Global forces have contributed to the deterioration of South Africa's growth performance in the past, and will affect its growth trajectory in future.

Various reasons have been proffered for this adverse global trend.

Some economists, for instance, believe the 'long downswing' in the advanced industrial countries has been caused by intensified international competition, which has resulted in overproduction and excess capacity in world manufacturing industry, putting downward pressure on the price of manufactured goods, and on the rate of profit in manufacturing.

Others suggest that, so far as the worsened performance of developing countries is concerned, the skills-biased technological advances of the 1980s and 1990s may have favoured developed countries, leaving less developed countries, such as South Africa, behind.

Yet others argue that there was 'one big wave' in US productivity growth between 1913 and the early 1970s, during which it was much faster than before or after.

This occurred mainly because of a concurrence of many important inventions prior to and at the beginning of this rapid growth period.

And some of these inventions made themselves felt in South Africa in the manufacture of new products relatively quickly.

The NIEP study notes that counterparts of such new products today, during the so-called information revolution, are not readily apparent.

Another perspective considered is the prevalent sanguine view of the stagnation of manufacturing industry, and the shift to services, as a natural and beneficial transition from the old to the new economy.

But in South Africa, employment has fallen in both manufacturing and formal sector services, as well as in the primary sector.

The increased share of services in GDP has been largely due to slow growth in the rest of the economy.

Therefore, economic revival depends to a significant extent on improved growth of the durable goods manufacturing sectors as continuing increases in the relative importance of services are incompatible with further increases in the GDP growth.

Finally, it is argued that the challenge facing South Africa is that of climbing the international ladder of industrial production to more high-tech, more skills-intensive, higher-value-added manufacturing activities, but that the obstacles to this are formidable in today's global conditions.

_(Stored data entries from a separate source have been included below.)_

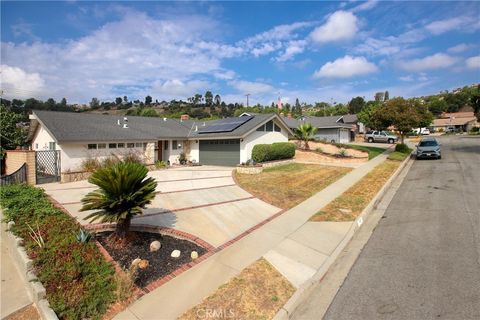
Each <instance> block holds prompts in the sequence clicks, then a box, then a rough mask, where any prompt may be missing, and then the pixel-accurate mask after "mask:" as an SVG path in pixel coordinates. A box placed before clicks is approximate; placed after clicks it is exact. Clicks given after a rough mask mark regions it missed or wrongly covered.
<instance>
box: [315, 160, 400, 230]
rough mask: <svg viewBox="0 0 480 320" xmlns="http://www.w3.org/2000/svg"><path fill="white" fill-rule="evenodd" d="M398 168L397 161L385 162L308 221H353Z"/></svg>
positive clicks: (386, 160)
mask: <svg viewBox="0 0 480 320" xmlns="http://www.w3.org/2000/svg"><path fill="white" fill-rule="evenodd" d="M399 166H400V162H398V161H391V160H386V161H385V162H384V163H382V164H380V165H378V166H377V167H376V168H375V169H373V170H372V171H371V172H370V173H368V174H367V175H366V176H365V177H363V178H362V179H361V180H360V181H359V182H357V183H356V184H355V185H353V186H352V187H351V188H350V189H348V190H347V191H345V192H344V193H343V194H342V195H341V196H339V197H338V198H336V199H335V200H333V201H332V202H330V203H329V204H328V205H327V206H325V207H324V208H323V209H322V210H320V211H319V212H317V213H316V214H315V215H313V216H312V217H311V218H310V221H353V220H355V219H356V218H357V217H358V215H359V214H360V213H361V212H362V210H363V209H365V207H366V206H367V205H368V204H369V202H370V201H371V200H372V199H373V197H375V195H376V194H377V193H378V191H380V189H381V188H382V186H383V185H384V184H385V182H387V180H388V179H389V178H390V176H391V175H392V174H393V173H394V172H395V170H397V168H398V167H399Z"/></svg>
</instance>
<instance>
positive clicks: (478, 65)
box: [465, 56, 480, 69]
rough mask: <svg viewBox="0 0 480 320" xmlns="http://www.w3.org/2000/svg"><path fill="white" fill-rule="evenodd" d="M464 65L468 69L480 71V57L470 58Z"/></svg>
mask: <svg viewBox="0 0 480 320" xmlns="http://www.w3.org/2000/svg"><path fill="white" fill-rule="evenodd" d="M465 63H466V65H467V68H469V69H480V56H475V57H470V58H468V59H467V60H465Z"/></svg>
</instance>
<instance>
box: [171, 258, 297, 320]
mask: <svg viewBox="0 0 480 320" xmlns="http://www.w3.org/2000/svg"><path fill="white" fill-rule="evenodd" d="M294 292H295V288H294V287H293V286H292V285H291V284H290V282H288V281H287V280H286V279H285V278H284V277H283V276H282V275H281V274H280V273H279V272H278V271H277V270H275V268H273V267H272V266H271V265H270V264H269V263H268V262H267V261H266V260H264V259H263V258H262V259H260V260H258V261H257V262H255V263H254V264H252V265H250V266H249V267H248V268H246V269H244V270H243V271H242V272H241V273H240V274H239V275H238V276H237V277H235V278H233V279H232V280H231V281H229V282H228V283H226V284H224V285H223V286H221V287H220V288H219V289H218V290H217V291H216V292H215V293H213V294H212V295H211V296H209V297H207V298H206V299H205V300H204V301H203V302H202V303H200V304H199V305H197V306H195V307H194V308H192V309H190V310H188V311H187V312H186V313H184V314H183V315H182V316H181V317H180V318H179V319H181V320H191V319H206V318H217V319H272V318H273V317H274V316H275V314H276V313H277V311H278V310H279V309H280V308H281V307H282V306H283V305H284V304H285V303H286V302H287V300H288V299H289V298H290V297H291V296H292V294H293V293H294ZM209 314H210V315H212V314H214V315H216V317H213V316H211V317H208V316H207V315H209Z"/></svg>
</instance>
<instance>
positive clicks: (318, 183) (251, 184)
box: [235, 163, 352, 209]
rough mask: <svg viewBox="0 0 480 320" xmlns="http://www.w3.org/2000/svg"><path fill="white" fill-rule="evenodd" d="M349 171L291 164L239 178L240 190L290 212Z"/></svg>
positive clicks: (326, 167) (345, 168)
mask: <svg viewBox="0 0 480 320" xmlns="http://www.w3.org/2000/svg"><path fill="white" fill-rule="evenodd" d="M351 170H352V169H351V168H344V167H329V166H322V165H316V164H301V163H292V164H287V165H283V166H279V167H274V168H269V169H265V170H264V171H263V172H262V173H260V174H239V173H235V177H236V179H237V181H238V183H239V184H240V186H241V187H242V188H243V189H245V190H247V191H248V192H250V193H251V194H253V195H254V196H256V197H257V198H259V199H262V200H263V201H265V202H268V203H270V204H272V205H274V206H276V207H279V208H282V209H289V208H292V207H294V206H296V205H297V204H299V203H301V202H302V201H304V200H306V199H308V198H309V197H311V196H312V195H314V194H315V193H317V192H318V191H320V190H322V189H323V188H325V187H327V186H328V185H329V184H331V183H332V182H335V181H336V180H338V179H339V178H341V177H342V176H344V175H345V174H346V173H348V172H350V171H351Z"/></svg>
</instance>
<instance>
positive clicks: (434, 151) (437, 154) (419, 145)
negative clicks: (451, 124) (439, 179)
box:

It is particularly difficult for a natural-resource-abundant economy, with an intermediate skills endowment, which, despite having had a relatively mature and diversified manufacturing sector at the beginning of the 1970s, is a relative latecomer to export-orientated industrialisation.

Numerous countries in the meantime have entrenched themselves in world markets for manufactures.

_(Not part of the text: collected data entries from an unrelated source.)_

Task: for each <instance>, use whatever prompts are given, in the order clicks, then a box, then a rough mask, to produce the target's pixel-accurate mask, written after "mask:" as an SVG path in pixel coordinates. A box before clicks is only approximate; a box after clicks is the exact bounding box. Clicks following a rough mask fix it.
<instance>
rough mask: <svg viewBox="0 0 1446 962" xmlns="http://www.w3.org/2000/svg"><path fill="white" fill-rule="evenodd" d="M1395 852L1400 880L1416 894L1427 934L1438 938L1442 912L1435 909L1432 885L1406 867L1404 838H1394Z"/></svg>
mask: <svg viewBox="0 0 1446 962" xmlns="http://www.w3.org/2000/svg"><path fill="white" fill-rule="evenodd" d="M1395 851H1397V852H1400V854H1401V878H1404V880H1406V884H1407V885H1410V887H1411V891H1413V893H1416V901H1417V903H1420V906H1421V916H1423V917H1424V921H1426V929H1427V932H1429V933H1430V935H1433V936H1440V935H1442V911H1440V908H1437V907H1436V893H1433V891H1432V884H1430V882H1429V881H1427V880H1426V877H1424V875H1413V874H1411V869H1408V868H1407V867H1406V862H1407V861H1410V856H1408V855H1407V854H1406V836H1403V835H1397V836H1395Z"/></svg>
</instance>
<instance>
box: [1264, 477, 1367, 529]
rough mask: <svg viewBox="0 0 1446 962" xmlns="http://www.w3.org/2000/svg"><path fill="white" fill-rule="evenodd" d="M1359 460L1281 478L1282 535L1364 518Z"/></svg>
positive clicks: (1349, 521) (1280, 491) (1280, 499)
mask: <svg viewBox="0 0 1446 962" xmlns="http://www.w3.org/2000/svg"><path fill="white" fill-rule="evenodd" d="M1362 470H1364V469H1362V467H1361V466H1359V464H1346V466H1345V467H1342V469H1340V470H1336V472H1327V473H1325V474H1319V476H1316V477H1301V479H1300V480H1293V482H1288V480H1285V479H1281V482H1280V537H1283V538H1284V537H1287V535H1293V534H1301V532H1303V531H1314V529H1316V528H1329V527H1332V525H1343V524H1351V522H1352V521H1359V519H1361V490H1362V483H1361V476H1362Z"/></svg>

In a world in which many developing countries are striving for the same thing, raising levels of educational and skills attainment – while very necessary – will not necessarily increase comparative advantage in skills-intensive activities, or therefore increase the growth rate.

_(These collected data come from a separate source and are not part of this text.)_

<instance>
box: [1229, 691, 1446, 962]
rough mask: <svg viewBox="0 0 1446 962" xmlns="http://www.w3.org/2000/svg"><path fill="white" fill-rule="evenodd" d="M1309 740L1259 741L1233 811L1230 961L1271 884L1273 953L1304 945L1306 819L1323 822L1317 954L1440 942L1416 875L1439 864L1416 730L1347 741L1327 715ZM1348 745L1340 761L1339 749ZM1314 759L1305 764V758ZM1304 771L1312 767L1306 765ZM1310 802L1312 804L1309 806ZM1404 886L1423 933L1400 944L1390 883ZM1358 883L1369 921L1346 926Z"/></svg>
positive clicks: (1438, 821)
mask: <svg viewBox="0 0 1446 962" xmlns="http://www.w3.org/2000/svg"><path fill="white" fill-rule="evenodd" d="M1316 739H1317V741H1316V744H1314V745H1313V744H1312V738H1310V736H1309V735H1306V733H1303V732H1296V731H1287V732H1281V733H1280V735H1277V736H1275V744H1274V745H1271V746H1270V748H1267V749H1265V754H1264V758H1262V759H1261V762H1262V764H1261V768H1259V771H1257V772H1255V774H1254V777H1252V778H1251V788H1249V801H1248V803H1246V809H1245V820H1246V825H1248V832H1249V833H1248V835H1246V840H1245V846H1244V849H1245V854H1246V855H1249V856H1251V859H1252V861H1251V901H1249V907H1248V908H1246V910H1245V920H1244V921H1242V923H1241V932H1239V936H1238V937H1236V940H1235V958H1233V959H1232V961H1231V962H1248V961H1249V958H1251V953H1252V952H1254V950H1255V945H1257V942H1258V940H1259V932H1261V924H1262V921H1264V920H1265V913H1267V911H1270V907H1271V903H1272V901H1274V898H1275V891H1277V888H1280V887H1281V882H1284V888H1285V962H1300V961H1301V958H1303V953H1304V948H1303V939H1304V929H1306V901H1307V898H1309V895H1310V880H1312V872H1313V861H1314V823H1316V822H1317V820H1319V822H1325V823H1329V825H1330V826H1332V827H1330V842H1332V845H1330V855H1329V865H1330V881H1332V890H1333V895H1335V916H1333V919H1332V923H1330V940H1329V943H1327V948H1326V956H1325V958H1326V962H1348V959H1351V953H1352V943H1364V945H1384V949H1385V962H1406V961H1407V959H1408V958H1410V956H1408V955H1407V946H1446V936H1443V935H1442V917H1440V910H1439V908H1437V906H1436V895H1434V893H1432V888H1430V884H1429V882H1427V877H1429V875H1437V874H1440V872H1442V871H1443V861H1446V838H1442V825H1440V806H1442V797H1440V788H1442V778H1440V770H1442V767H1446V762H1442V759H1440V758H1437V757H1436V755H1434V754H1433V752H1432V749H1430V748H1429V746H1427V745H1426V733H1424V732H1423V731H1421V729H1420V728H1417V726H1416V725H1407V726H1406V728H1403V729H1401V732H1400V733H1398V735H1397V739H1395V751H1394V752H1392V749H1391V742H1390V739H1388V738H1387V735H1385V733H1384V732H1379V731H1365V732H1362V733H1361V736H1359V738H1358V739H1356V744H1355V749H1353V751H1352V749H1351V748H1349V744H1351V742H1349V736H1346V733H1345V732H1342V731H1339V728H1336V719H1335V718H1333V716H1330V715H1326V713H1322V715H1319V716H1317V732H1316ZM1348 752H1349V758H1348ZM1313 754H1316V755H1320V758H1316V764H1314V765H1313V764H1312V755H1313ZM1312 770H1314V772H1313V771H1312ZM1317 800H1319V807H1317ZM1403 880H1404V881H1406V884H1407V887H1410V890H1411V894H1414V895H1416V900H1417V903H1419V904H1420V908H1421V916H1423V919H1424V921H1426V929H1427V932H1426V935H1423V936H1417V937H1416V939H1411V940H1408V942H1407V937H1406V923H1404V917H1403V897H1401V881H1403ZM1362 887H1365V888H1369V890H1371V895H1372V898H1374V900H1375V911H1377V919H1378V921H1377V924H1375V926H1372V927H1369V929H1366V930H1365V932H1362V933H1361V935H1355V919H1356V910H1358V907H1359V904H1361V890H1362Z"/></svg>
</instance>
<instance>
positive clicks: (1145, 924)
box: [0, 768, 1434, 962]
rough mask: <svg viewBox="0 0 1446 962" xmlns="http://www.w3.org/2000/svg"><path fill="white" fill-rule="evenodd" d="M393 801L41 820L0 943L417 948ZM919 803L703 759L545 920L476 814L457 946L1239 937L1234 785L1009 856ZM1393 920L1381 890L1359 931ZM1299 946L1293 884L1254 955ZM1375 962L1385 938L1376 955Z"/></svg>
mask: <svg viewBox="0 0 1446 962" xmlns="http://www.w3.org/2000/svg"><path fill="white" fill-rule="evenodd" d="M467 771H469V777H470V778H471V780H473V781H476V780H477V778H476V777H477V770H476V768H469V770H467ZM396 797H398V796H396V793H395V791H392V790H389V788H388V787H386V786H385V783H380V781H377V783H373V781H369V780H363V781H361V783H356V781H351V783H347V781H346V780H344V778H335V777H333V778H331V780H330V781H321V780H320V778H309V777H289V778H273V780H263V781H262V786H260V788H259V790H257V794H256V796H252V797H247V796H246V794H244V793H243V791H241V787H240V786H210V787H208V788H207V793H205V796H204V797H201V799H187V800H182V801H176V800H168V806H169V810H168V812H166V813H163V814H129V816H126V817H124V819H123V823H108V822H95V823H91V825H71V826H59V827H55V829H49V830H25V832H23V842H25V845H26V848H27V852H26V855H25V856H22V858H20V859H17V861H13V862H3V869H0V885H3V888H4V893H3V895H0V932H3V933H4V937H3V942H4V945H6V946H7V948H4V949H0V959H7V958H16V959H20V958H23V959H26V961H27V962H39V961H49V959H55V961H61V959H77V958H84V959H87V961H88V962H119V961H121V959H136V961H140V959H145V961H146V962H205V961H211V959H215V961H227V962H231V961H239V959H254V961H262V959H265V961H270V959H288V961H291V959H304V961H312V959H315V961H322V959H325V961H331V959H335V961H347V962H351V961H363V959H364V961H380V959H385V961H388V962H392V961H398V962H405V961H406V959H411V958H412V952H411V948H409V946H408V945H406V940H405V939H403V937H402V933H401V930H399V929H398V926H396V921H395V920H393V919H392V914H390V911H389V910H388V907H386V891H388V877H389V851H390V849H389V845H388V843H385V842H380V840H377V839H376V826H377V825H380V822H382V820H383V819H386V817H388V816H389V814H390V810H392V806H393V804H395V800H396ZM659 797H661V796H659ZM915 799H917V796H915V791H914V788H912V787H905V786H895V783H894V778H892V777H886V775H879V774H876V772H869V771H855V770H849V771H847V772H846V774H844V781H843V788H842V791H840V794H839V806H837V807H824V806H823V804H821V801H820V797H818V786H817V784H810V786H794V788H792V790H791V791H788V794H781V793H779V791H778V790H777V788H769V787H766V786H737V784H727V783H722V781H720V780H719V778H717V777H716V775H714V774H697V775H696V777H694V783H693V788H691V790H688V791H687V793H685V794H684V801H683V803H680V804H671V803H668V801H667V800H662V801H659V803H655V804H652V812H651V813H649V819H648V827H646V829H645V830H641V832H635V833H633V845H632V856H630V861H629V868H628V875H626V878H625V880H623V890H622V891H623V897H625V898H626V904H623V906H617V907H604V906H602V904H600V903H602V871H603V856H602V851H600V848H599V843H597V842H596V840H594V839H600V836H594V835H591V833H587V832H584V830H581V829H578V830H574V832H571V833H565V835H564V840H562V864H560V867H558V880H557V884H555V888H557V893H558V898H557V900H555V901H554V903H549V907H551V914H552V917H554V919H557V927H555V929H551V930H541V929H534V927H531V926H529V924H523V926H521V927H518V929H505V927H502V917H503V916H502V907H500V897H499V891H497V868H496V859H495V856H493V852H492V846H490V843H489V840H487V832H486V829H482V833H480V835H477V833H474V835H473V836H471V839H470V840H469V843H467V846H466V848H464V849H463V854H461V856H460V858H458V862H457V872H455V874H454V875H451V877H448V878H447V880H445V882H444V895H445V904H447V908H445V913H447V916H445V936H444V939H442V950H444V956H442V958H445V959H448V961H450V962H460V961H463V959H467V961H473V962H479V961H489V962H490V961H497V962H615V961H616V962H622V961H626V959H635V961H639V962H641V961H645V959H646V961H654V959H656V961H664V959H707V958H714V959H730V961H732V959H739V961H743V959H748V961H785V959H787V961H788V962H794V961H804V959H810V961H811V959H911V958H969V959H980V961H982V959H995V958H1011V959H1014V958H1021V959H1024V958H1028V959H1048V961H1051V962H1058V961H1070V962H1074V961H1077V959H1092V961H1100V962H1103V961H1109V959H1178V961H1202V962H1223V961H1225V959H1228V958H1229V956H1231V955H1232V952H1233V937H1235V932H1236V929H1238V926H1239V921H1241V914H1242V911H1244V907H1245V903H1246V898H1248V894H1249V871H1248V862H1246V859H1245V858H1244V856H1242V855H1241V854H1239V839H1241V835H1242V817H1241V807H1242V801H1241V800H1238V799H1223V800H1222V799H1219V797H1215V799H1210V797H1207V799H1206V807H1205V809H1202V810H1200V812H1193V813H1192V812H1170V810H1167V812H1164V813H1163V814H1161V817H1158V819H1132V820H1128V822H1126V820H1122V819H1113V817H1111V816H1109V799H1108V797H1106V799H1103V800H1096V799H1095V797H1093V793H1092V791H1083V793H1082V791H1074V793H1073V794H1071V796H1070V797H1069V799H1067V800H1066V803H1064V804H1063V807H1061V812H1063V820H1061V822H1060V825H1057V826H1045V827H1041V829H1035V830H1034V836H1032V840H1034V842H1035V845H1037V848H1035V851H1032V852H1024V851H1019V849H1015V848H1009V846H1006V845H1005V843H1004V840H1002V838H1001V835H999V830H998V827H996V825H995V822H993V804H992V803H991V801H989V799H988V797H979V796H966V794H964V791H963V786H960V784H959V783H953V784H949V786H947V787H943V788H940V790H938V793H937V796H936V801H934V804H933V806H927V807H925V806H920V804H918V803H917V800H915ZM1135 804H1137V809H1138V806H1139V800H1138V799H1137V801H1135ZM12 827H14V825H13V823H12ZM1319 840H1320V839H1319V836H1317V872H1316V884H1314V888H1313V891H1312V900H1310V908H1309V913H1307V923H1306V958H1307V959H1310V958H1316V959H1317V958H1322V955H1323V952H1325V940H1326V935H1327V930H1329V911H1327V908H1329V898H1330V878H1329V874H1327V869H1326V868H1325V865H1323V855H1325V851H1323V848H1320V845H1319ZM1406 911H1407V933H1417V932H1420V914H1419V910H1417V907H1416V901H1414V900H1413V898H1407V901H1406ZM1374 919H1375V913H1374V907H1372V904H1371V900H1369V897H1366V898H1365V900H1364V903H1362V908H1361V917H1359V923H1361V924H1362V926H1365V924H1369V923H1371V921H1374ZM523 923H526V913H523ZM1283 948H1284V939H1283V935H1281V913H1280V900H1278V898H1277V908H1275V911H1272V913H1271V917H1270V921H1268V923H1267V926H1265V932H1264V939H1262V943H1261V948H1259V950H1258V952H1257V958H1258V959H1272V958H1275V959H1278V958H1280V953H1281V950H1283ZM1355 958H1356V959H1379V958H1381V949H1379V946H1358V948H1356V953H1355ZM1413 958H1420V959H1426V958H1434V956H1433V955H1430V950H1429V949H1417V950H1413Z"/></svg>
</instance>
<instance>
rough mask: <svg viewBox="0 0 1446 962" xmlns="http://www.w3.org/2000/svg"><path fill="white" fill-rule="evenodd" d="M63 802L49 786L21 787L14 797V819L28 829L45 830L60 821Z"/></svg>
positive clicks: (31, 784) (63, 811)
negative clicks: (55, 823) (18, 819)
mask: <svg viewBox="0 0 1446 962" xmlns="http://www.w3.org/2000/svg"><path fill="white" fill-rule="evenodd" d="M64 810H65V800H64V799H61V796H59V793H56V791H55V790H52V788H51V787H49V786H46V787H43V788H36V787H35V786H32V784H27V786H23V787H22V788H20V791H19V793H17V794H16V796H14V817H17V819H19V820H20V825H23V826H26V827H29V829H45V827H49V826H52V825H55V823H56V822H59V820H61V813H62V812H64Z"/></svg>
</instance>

In these circumstances dependence on natural-resource-based (primary and manufactured) products, it is suggested, may be more of a blessing and less of a curse than it has sometimes appeared to be in the past.

Indeed, it may now be positively advantageous.

Furthermore, South Africa is likely to remain heavily dependent on natural-resource-based products for a considerable time to come.

South Africa should thus make the most of its comparative advantages in natural-resource-based products, to increase its exports and output, while upgrading its skills and educational levels, and in other ways trying to promote the further diversification of the economy.

Much seems to depend on the future growth of the advanced industrial countries.

The improvement in South Africa's GDP growth in the latter half of the 1990s occurred during the protracted US upswing from 1992 to 2000, which saw US GDP growth accelerate to 3,9% a year in 1995 to 2000.

We must hope, therefore, for a quick and sustained resumption of such growth rates; and, hence, that the analyses with pessimistic implications for the US economy are wrong, and that the New Economy optimists are right – and that we have so far seen only the beginnings of another 'big wave'.